Now, every time a product is created, updated, or deleted in your Products table, your Lambda function will be invoked almost instantly, keeping your search index perfectly in sync.

What is Time To Live (TTL)?

Time To Live (TTL) is a mechanism that allows you to define a per-item timestamp to determine when an item is no longer needed. DynamoDB will automatically delete items from your table once their specified TTL timestamp has expired, at no extra cost.

This is perfect for managing transient data like session state, temporary caches, or logs.

How to Use TTL

  1. Enable TTL on a Table: In your table settings, enable TTL and specify the attribute name that will hold the expiration timestamp (e.g., ttl).

  2. Set the TTL Attribute: When you write an item to the table, add an attribute with the name you specified. The value of this attribute must be a Unix epoch timestamp in seconds.

    import boto3
    import time
    from datetime import datetime, timedelta
    
    dynamodb = boto3.resource('dynamodb')
    table = dynamodb.Table('MySessionTable')
    
    # Set the item to expire in 1 hour
    expiration_time = int((datetime.now() + timedelta(hours=1)).timestamp())
    
    table.put_item(
        Item={
            'sessionId': 'session-abc-123',
            'username': 'eric.wilson',
            'ttl': expiration_time
        }
    )
    

DynamoDB's TTL process typically deletes expired items within 48 hours of expiration. It's a background process, so it's not instantaneous.

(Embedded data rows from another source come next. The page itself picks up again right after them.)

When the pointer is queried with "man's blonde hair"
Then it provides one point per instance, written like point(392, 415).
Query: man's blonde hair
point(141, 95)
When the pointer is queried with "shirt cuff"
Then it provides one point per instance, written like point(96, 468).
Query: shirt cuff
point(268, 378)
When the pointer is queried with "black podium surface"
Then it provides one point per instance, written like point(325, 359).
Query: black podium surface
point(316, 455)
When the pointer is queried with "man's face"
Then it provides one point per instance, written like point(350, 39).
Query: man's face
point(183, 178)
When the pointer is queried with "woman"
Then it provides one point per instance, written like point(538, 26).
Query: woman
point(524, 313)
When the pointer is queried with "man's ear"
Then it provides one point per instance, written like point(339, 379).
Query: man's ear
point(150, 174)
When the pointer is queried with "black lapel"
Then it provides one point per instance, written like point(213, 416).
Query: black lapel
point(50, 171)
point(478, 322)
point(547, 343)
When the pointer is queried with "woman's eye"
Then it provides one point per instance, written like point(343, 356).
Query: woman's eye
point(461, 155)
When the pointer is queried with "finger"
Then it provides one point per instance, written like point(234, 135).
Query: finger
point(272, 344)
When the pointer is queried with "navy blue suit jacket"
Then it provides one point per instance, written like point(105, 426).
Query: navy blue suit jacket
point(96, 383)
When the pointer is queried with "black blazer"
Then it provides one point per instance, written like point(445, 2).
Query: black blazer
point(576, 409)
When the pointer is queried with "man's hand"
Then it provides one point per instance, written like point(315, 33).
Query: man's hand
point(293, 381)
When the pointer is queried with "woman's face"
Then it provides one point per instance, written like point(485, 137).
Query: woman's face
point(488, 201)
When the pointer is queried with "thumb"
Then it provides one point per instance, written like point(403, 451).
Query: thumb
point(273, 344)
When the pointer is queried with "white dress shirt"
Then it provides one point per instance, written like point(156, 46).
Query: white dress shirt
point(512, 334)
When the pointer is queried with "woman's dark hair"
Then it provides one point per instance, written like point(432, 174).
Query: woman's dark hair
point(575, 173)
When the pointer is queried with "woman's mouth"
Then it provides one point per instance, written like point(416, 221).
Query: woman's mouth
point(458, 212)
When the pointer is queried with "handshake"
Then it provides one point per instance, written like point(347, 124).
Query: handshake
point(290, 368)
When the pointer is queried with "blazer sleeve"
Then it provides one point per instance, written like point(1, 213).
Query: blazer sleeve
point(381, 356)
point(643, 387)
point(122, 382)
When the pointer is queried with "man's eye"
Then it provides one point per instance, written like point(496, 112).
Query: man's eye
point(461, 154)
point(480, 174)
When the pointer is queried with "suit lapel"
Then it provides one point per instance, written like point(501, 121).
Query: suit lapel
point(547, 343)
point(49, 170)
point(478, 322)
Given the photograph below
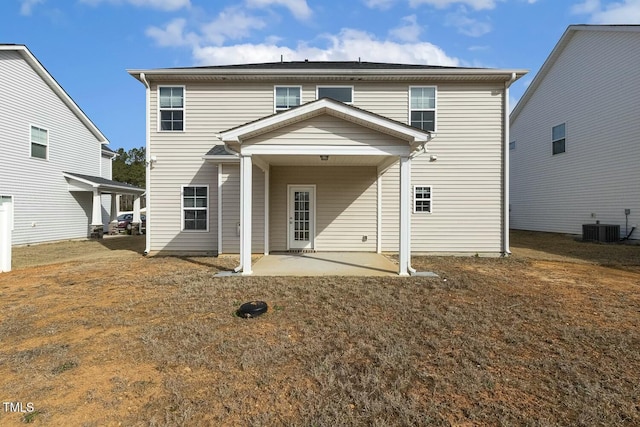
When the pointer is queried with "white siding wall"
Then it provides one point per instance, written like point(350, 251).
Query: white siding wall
point(593, 88)
point(345, 206)
point(44, 208)
point(466, 179)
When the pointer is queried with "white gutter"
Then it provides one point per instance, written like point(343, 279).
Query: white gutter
point(505, 237)
point(144, 80)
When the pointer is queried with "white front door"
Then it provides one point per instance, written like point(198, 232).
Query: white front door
point(301, 214)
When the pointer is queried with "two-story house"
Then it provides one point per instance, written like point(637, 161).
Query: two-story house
point(55, 166)
point(575, 135)
point(327, 156)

Combining Streams and TTL for Powerful Patterns

Here's where things get interesting. When TTL deletes an item, the deletion event is published to the table's DynamoDB Stream. This allows you to take action when an item expires.

A classic use case is data archival. Imagine you want to keep your hot data in a DynamoDB table for 90 days and then archive it to S3 for long-term storage.

  1. Set a ttl attribute on your items to 90 days in the future.
  2. Enable a DynamoDB Stream on your table.
  3. Create a Lambda function that is triggered by the stream.
  4. In the Lambda function, check if the event is a REMOVE event and if the user identity in the record is dynamodb.amazonaws.com. This indicates the deletion was performed by the TTL service.
  5. If it was a TTL deletion, take the OldImage from the stream record and write it to an S3 bucket.

This pattern creates a fully automated, serverless archival system with minimal code and no maintenance.

Conclusion

DynamoDB Streams and TTL transform your database from a passive data store into an active, event-generating engine. By leveraging these features, you can build sophisticated, real-time, and event-driven systems for a wide range of use cases—from data replication and archival to complex business workflow automation—all in a completely serverless fashion.